Fil, Orta Asya ve Küçük Asya'da doğar. Bugün Almanya, Hollanda, İspanya ve Balkanlar gibi Avrupa bölgelerinde de yetiştirilmektedir. Şifalı bitki, yarı gölgeli ve nemli yerlerde en iyi şekilde büyür. Alantın çiçeklenme zamanı Haziran ve Eylül ayları arasındadır.
Etkisi ve uygulama
Alant, inülin, alant kafur, alant asit, helenin, alantolakton ve uçucu yağlar gibi bileşenler içerir. Helenin, bitkinin iyileştirici etkilerinden öncelikle sorumludur. Bileşenleri karıştırarak, bitkinin bronşiyal nezle veya iştahsızlık üzerinde olumlu bir etkisi vardır.
Alant farklı şekillerde sunulabilir. Çoğu durumda çay şeklinde kullanılır. Hazırlamak için alant kökü olan bir çay kaşığı bir bardak sıcak, kaynamış su üzerine dökülür. Çay demleme süresi on dakikadır. Çizimden sonra kullanıcı çayı süzer ve küçük yudumlarla içer. Önerilen doz günde bir ila üç bardaktır.
Alım altı haftadan uzun sürerse, istenmeyen uzun vadeli etkileri önlemek için alant çayına ara vermelisiniz. Aradan sonra altı hafta boyunca çay tekrar alınabilir. Alant ayrıca karışık çaylar için idealdir. Bu yüzden öksürük problemleri için ciğerotu, meyan kökü ve kaburga yapraklarıyla birlikte alınabilir.

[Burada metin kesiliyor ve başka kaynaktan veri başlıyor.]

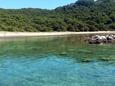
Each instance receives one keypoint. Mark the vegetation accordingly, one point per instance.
(83, 15)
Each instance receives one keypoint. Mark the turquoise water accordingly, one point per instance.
(56, 61)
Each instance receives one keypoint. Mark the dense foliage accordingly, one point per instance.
(83, 15)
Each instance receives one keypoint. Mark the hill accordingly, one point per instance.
(83, 15)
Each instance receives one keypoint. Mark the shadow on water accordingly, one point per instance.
(56, 61)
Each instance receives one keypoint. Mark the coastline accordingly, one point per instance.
(27, 34)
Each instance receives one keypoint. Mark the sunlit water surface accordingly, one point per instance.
(56, 61)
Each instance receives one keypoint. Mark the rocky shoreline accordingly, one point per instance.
(101, 39)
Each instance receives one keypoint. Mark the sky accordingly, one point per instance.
(44, 4)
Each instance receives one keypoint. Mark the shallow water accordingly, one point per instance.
(56, 61)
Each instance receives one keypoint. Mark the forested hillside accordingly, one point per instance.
(83, 15)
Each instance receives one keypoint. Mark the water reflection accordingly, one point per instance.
(56, 61)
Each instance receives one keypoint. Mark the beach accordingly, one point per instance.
(27, 34)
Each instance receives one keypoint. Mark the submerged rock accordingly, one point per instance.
(97, 39)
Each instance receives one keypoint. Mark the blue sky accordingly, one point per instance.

Denenmiş ve test edilmiş başka bir uygulama şekli de tentürdür.Alantin köklerini vidalı bir kavanoza doldurup üzerine alkol veya çift tane dökerek kendiniz de yapabilirsiniz. Daha sonra bu karışım, bir ila altı hafta boyunca çekilebilmesi için kapatılır. Süzdükten sonra, kullanıcı camın içeriğini koyu renkli bir şişeye doldurur. Bitmiş tentürden günde 10 ila 50 damla uygulanabilir. Konsantrasyon çok yüksekse su ile seyreltilebilir.
Orta Çağ'da alant şarabı da sıklıkla bir çare olarak kullanılmıştır. Bunu yapmak için bir litre şarap için 50 gram fil köküne ihtiyacınız var. Üretici bunu vidalı kapaklı bir bardağa doldurur ve üzerine beyaz şarap döker. Koyu renkli bir şişeye boşaltıldıktan sonra, günde bir ila üç shot bardak alınabilir.
Harici kullanım için alantal bir merhem uygundur. Taze fil köklerinden ve domuz yağından geleneksel şekilde yapılırlar. İlk adım, alant köklerini kesmek ve pişirmektir. Bunlar hamur oluşana kadar ezilir. Daha sonra yulaf lapası domuz yağıyla karıştırılır.
Üretici daha sonra karışımı bir bezle süzer. Son olarak merhem soğuyacağı bir potaya dökülür. Diğer harici kullanımlar, badem çayı içeren kümes hayvanları, yıkamak ve yaprakları kronik cilt iltihapları veya yaralarına yerleştirmektir.
Sağlık, tedavi ve korunma için önemi
Zaten eski zamanlarda ve Orta Çağ'da insanlar alant'ın tedavi edici özelliklerini takdir ettiler. O zamanlar akciğer hastalıkları veya uyuz tedavisinde kullanılıyordu. Şifalı bitki ayrıca vebaya karşı koruma sağlamalıdır. Günümüzde ise fil nadiren kullanılmaktadır.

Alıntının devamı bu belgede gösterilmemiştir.